Given the technical decisions they made, I can only imagine the reasoning being a combination of two things: arrogance in the Windows division that Windows is still the dominant operating system in the world, and either a lack of political clout or an extremely myopic team heading up the Windows RT development effort. I would guess the former, given that it’s Microsoft.

As a technology company, when your platform is the dominant one, it’s in your best interests to make sure it’s hard to develop cross-platform applications. This keeps developers and users using your platform. You can see examples of this in how Apple manages iOS - using Objective-C, limiting development to the MacOS X platform, crusading to get rid of Flash, etc. When your platform is the underdog, however, the opposite is true - you want to make it easy for developers already targeting the dominant platform to port their applications to your platform as well. This is especially critical during the “bootstrapping” part of your platform’s life, where developers are asking why they should develop for a platform without an existing base of applications to draw in users.

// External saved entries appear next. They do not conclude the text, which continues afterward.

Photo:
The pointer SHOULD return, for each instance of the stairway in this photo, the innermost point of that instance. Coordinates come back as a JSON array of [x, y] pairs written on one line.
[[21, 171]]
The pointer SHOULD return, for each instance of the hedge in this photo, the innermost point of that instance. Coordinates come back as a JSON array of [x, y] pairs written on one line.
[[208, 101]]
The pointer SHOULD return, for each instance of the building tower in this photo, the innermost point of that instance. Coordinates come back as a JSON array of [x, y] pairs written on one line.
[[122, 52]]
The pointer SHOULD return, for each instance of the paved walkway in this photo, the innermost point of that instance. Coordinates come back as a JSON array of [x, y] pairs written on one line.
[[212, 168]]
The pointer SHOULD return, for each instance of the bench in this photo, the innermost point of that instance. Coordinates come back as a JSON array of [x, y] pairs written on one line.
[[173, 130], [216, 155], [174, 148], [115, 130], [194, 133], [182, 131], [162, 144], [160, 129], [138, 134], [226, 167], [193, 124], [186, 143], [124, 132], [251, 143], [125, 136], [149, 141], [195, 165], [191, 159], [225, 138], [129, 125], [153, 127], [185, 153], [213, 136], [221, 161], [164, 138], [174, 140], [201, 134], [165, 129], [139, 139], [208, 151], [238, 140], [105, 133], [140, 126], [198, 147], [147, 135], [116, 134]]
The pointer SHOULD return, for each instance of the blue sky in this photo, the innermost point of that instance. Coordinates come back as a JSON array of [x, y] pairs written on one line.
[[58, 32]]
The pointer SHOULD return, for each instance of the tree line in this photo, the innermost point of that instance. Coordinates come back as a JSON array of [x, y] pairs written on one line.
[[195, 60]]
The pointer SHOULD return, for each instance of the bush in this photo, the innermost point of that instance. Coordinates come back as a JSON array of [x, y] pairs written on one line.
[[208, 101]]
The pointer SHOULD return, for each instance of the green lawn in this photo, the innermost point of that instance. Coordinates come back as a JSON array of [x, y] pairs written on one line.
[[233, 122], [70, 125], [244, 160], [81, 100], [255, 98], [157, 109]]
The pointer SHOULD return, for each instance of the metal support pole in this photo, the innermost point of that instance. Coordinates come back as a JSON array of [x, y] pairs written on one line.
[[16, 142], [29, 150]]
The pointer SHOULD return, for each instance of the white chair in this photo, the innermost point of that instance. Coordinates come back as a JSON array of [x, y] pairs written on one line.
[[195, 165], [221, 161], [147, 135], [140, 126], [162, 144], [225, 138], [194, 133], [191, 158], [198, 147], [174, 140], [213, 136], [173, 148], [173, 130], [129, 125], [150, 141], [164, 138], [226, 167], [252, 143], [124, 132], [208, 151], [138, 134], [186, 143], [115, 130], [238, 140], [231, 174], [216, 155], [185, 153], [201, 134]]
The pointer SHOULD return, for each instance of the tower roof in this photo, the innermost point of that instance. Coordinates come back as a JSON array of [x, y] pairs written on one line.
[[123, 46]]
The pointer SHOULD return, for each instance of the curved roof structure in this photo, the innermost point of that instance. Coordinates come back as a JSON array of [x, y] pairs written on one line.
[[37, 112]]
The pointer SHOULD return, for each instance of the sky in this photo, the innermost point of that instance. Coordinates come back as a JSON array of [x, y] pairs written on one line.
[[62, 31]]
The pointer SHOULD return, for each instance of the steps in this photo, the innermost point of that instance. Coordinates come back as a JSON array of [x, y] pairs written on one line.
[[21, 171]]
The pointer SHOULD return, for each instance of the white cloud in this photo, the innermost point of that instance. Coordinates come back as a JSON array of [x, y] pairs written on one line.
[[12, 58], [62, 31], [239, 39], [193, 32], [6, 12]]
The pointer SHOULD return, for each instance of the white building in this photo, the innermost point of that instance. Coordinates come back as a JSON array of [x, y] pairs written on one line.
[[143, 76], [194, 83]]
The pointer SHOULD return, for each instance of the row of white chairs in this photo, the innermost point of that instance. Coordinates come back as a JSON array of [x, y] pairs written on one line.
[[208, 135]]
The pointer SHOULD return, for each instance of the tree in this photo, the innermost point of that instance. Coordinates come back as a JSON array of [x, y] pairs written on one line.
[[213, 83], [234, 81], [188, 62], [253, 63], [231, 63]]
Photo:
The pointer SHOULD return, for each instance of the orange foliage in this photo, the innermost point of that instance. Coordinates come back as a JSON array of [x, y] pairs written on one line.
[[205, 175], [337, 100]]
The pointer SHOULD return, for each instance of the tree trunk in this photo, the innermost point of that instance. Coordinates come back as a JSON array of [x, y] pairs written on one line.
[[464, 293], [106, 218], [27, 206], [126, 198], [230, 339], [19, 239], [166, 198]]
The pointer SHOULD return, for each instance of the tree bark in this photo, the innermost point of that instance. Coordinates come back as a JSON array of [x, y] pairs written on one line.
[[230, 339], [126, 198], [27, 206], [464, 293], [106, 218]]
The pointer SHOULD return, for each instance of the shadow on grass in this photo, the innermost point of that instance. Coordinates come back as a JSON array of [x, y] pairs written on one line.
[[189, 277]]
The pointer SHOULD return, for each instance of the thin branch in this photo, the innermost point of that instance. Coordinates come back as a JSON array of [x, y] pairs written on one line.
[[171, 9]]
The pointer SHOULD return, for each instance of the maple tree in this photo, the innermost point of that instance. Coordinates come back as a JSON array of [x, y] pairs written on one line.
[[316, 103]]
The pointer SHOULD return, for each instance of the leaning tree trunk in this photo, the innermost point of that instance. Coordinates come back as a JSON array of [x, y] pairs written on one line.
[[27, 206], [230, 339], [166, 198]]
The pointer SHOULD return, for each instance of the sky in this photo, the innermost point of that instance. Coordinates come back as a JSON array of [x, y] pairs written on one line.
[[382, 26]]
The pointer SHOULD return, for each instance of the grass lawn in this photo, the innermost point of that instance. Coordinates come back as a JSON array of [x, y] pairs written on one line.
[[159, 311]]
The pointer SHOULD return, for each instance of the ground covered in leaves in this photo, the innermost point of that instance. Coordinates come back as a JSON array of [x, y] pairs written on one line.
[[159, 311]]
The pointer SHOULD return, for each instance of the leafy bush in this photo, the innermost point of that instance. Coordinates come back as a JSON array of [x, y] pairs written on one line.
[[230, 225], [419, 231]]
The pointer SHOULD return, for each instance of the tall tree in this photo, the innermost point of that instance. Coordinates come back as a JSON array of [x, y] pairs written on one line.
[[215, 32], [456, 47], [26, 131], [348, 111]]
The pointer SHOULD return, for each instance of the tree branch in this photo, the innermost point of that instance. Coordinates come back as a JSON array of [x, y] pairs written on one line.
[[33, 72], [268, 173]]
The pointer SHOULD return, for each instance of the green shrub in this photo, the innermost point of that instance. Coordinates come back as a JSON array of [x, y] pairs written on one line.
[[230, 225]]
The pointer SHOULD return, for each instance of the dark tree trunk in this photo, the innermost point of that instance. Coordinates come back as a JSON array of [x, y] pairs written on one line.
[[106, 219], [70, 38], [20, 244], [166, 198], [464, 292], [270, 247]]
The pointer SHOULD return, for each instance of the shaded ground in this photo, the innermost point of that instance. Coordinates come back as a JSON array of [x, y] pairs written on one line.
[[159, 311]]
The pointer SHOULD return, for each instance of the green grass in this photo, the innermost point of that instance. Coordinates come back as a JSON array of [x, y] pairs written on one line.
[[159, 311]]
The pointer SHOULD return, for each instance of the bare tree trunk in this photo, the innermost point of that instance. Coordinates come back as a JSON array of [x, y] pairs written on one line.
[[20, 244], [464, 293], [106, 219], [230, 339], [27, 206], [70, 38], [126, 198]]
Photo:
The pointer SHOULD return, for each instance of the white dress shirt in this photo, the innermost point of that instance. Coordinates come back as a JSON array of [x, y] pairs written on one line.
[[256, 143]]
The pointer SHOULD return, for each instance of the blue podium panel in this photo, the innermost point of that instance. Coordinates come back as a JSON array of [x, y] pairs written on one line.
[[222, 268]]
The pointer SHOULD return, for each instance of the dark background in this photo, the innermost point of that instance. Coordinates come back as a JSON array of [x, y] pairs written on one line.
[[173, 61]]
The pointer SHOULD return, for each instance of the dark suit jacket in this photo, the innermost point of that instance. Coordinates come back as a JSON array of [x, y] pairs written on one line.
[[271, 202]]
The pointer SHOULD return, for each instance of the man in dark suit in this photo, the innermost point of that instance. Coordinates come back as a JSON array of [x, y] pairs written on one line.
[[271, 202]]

Microsoft, however, approached the design of the Windows RT development tools (which are really just the Windows 8 development tools) as if they already owned the market. With the iOS and Android platforms already vastly ahead of Windows RT in both market share and number of applications (currently 650,000 on Android, 800,000 on i OS), this seems like a terrible decision on Microsoft’s part. As I see it, there are at least three major roadblocks to developers developing for Windows RT:

  • Development environment: Instead of offering an SDK for download to allow developers to target Windows RT, Microsoft decided to only allow development using Visual Studio 2012 on Windows 8. This is potentially a large change in development and build environments and processes, especially given the slow uptake of the Windows 8 operating system.
  • Games: Instead of supporting the OpenGL ES graphics API, Windows RT only supports DirectX. OpenGL ES is the standard for graphics across every other mobile platform. (OpenGL ES is also available on every major desktop platform, since it’s a subset of OpenGL.) DirectX, on the other hand, is available on Windows desktop PCs. A quick search on Google will show a large number of game development frameworks that support both Android and iOS, but so far the only such framework to also target Windows RT seems to be an upcoming (and I’ve yet to see a date announced) version of Unity. Game developers currently wishing to target Windows RT devices need to write their games without the benefit of such frameworks, it seems. Worse, they’ll need to make sure their rendering layer is entirely modular and able to use either OpenGL or DirectX if they want to target multiple platforms. This seems like a herculean effort for today’s common casual mobile game development studio, and not at all worth the risk.
  • WinRT APIs: To target Windows RT devices (or Windows 8 Metro at all), developers are tied to the WinRT API. While code that targets WinRT is portable to any Windows 8 machine, it makes code even harder to port to other platforms. One major example of this is the BSD sockets API. BSD sockets is the de-facto standard API for network programming, existing mostly unchanged on every other platform. With WinRT, Microsoft got rid of this API in favor of their own. Changes like this not only make a developer’s job harder, they mean that many middleware libraries are not compatible, adding further roadblocks to development.

Microsoft, please. I really would like your platform to remain viable. Sure, I’m resisting putting Windows 8 on my desktop PC, but I honestly really like it as a tablet OS. Please go watch everyone’s favorite video of Ballmer, and make Windows RT developer-friendly. Because if someone like me, who actually likes and evangelizes your platform, is turned off from wanting to develop for it.. well, it’s in trouble.